Boulder’s Best Kept Secret: Hessie Trailhead
You are a devout outdoorsman or outdoorswoman and nothing less than apocalyptic plague of locust would stop you from racing up mountains, rambling through rivers, or taking Zibeon, your falcon, out for a jaunt. A great place to start is at the Hessie Trailhead, which leads into the Indian Peaks Wilderness, no matter your level of outdoorsy-ness. I list several hike options below ranging from easy to difficult.
- First Waterfalls on Middle Boulder Creek: A very short hike from the actual trailhead, and just over 0.6 mile from parking along the easy access road, you can access the Boulder Creek which hosts Rainbow Trout fishing and a beautiful view. After walking over the bridge on the creek, walk past the trailhead and continue until coming to a very obvious fork. (There are several small social trails, along the main trail, but this one will be larger and more obvious).
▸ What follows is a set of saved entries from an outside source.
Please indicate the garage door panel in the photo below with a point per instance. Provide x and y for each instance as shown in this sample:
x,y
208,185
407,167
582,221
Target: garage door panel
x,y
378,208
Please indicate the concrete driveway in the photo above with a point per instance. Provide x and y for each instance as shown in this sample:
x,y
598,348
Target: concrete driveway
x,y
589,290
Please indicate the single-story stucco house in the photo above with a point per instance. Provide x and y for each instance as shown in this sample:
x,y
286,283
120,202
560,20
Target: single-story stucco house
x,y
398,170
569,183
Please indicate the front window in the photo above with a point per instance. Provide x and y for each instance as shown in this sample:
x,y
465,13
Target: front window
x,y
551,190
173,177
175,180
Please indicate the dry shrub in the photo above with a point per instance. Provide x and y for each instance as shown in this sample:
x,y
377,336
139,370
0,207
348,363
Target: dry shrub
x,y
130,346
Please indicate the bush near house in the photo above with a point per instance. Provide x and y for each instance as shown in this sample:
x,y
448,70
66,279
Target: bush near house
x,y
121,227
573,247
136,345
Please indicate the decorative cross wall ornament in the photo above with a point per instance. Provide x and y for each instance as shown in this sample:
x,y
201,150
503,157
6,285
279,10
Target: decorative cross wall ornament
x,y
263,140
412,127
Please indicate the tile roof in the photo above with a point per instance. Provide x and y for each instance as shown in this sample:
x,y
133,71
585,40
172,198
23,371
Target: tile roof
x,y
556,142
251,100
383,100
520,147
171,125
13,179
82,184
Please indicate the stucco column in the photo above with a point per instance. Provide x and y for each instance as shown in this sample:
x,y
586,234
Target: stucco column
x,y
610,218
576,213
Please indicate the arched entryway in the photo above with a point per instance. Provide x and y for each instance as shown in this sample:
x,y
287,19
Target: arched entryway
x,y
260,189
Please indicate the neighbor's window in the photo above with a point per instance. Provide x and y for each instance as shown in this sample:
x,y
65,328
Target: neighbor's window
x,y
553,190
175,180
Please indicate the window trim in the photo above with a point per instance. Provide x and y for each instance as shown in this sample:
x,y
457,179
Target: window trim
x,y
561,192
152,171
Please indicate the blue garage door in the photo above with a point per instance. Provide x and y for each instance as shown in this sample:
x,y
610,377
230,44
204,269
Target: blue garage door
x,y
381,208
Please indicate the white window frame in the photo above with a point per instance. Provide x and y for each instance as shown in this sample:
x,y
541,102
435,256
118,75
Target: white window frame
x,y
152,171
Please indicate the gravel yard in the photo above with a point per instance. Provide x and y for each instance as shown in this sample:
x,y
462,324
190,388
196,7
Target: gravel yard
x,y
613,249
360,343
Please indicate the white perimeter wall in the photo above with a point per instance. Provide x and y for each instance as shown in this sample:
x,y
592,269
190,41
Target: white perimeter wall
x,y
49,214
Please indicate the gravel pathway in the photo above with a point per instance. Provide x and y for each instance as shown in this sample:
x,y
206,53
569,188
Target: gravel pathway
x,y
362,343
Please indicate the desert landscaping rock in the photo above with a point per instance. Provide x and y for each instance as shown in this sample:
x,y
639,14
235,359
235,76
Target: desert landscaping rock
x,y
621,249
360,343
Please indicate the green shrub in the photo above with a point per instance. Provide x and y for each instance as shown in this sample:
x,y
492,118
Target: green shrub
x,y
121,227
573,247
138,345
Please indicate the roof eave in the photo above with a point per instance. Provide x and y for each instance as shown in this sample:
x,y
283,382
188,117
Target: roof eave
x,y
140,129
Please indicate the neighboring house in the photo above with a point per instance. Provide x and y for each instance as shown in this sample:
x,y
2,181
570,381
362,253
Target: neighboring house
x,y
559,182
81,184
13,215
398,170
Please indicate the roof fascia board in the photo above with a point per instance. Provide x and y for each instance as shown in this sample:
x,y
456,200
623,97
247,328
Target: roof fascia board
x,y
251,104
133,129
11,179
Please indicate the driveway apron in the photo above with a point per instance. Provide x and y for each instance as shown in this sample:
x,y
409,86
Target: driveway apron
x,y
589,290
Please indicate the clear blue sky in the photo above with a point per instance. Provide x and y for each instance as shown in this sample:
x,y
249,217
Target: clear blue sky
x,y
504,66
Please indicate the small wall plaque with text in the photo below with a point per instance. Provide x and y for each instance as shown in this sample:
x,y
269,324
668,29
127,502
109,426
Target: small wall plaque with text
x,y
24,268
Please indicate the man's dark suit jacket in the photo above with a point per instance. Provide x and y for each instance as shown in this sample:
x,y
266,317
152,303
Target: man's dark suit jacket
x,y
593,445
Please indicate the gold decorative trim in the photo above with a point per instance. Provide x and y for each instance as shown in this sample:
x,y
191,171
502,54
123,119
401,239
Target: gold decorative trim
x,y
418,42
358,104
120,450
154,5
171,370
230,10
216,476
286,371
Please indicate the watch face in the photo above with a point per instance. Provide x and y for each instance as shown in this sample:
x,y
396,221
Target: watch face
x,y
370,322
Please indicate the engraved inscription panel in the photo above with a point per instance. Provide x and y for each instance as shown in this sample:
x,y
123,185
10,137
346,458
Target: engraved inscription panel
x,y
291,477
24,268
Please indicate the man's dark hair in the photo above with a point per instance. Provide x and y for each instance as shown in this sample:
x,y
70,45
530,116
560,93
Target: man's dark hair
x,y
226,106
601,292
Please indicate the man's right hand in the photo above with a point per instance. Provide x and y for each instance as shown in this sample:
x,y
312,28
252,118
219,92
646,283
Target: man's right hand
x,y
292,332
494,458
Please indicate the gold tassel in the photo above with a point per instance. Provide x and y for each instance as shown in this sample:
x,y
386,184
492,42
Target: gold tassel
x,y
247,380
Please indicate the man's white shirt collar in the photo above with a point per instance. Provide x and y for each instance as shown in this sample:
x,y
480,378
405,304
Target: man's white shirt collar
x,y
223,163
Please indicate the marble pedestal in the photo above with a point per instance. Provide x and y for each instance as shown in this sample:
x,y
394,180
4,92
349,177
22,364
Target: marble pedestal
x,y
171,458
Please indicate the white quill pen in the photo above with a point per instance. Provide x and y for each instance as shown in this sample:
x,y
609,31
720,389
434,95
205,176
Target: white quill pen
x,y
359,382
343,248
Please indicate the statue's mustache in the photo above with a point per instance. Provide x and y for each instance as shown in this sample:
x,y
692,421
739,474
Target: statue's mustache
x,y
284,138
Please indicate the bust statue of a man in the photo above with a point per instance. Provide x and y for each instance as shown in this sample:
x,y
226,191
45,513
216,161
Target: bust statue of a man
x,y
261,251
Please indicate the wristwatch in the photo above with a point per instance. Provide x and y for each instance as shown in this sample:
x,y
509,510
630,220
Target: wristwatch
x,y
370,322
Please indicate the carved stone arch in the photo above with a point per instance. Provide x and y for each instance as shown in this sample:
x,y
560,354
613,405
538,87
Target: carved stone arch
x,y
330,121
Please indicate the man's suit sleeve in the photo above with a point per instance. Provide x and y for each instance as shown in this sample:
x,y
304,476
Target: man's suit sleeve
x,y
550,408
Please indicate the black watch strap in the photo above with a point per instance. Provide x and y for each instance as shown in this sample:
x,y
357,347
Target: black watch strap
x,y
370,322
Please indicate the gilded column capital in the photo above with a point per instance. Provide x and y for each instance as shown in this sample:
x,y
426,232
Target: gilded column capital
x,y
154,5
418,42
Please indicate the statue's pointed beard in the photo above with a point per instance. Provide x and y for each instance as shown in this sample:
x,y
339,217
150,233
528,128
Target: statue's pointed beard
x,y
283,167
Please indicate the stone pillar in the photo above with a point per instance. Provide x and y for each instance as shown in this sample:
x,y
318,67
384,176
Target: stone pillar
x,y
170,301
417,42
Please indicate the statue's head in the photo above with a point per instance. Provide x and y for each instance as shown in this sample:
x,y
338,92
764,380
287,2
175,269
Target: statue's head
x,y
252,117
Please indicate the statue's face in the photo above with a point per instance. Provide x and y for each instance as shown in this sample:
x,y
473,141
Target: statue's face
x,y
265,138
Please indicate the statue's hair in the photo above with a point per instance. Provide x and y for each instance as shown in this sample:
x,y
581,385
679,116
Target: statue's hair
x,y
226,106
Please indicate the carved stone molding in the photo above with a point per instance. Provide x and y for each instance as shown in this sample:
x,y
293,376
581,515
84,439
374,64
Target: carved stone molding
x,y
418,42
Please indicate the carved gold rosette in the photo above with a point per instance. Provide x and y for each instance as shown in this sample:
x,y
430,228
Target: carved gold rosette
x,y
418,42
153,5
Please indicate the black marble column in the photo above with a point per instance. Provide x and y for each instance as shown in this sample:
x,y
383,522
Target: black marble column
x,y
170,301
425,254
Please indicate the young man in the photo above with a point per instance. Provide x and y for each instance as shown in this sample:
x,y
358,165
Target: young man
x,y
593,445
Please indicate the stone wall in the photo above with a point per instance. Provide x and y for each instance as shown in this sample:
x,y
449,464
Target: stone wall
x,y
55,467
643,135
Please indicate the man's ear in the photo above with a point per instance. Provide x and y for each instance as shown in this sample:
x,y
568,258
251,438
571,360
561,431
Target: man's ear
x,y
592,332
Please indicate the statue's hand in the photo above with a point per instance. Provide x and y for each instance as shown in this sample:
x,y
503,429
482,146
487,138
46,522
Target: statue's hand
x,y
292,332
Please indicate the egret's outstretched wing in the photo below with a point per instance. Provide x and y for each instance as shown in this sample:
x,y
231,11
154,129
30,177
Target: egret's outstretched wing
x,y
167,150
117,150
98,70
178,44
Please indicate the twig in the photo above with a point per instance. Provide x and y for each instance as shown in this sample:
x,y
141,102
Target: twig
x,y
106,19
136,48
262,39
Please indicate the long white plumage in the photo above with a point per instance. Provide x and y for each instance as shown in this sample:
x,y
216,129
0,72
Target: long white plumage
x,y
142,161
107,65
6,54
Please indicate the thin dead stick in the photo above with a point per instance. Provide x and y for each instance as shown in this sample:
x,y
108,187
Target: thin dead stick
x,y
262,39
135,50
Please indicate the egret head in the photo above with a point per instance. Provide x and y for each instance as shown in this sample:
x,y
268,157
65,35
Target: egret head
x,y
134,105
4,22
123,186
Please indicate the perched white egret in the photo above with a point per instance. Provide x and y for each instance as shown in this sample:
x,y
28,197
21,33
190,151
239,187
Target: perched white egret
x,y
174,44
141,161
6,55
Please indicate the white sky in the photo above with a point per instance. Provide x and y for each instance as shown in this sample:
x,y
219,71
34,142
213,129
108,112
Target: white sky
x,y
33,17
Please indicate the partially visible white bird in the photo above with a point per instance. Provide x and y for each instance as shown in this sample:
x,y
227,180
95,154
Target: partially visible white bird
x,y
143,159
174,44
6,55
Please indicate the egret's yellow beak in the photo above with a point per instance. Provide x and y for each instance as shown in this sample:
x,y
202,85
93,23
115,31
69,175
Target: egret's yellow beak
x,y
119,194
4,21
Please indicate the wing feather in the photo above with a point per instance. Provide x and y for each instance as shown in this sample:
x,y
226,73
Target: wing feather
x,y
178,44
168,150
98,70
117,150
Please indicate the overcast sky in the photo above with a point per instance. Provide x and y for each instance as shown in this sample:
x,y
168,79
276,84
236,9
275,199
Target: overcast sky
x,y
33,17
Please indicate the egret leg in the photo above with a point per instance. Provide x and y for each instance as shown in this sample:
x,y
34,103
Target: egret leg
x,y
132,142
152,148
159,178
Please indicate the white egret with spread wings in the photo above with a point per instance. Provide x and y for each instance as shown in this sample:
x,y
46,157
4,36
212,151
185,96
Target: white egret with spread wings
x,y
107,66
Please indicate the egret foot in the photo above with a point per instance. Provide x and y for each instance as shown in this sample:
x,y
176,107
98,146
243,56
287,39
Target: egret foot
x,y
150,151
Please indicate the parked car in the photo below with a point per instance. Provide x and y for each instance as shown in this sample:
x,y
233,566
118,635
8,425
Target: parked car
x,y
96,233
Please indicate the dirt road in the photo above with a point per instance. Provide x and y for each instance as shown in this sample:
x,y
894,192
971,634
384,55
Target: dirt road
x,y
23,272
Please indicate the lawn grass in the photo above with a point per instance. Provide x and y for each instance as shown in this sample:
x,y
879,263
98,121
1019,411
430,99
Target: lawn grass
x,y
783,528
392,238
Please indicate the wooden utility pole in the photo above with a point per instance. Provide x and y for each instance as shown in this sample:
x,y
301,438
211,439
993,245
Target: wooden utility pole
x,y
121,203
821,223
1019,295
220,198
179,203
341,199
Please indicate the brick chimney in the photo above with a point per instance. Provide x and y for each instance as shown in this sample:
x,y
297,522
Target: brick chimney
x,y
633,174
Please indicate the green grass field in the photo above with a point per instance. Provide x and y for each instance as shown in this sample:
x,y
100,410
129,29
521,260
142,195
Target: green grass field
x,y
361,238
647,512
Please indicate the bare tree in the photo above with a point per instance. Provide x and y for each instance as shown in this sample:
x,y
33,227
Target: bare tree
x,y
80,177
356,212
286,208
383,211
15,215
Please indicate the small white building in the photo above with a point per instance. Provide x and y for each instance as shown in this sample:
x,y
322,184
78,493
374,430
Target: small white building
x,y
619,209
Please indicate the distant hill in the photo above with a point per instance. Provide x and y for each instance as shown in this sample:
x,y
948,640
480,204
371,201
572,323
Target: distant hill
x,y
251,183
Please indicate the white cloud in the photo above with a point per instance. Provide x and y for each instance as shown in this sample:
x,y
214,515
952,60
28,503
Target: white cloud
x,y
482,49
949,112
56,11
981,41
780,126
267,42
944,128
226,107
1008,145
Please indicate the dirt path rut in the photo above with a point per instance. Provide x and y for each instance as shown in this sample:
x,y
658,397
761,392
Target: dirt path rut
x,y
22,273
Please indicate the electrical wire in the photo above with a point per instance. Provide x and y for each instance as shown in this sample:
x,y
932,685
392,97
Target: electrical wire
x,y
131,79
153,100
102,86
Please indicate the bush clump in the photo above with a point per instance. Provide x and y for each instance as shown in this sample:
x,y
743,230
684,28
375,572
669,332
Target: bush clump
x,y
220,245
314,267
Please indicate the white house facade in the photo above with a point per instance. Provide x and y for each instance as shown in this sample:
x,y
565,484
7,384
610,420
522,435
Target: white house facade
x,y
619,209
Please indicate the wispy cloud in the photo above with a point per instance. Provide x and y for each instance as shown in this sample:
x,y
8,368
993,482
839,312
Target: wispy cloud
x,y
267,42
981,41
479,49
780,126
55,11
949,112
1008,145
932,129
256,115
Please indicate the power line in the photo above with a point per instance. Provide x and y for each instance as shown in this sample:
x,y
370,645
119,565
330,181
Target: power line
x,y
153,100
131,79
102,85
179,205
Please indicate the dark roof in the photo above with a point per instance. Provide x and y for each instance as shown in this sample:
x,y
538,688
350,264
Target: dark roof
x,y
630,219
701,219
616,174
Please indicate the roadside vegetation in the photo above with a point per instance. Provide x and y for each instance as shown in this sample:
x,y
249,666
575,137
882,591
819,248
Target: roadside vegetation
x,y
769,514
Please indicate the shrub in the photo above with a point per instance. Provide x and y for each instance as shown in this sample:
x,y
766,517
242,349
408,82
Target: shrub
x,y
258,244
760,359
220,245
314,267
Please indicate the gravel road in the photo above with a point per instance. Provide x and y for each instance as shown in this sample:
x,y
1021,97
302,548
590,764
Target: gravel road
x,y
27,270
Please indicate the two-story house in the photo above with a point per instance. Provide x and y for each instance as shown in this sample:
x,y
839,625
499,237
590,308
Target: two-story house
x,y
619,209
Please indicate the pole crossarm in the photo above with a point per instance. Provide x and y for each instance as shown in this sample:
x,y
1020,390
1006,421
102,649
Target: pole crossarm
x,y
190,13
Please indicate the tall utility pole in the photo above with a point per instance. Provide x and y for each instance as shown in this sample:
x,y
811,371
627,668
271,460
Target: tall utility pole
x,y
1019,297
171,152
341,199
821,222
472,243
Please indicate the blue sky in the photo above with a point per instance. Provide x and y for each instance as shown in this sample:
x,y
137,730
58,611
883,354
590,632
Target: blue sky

Head to your left for the waterfalls. You will pass an old abandoned log cabin on the way to the falls and soon after there the beautiful falls will be.
- Short Hike to Scenic landscapes: Simply following the main trail (right at the fork) will lead you to a valley where the trail opens up to great views. While the leaves have mostly dropped now, this is beautiful view in the fall. Once you get back into thicker woods there won’t be any sprawling views for a while. This trail is pretty much all up hill but not too rocky and is fairly wide.
- Middle Boulder Creek Hike: The distance is 1.2 miles from the fork of the trail (go left) to the next intersection of the creek and main trail just before Lost Lake. This is moderate because of the uneven and terrain and less obvious path to take. Continue hiking past the waterfalls. This is a popular rout for anglers who plop down every few hundred yards to try their luck once more.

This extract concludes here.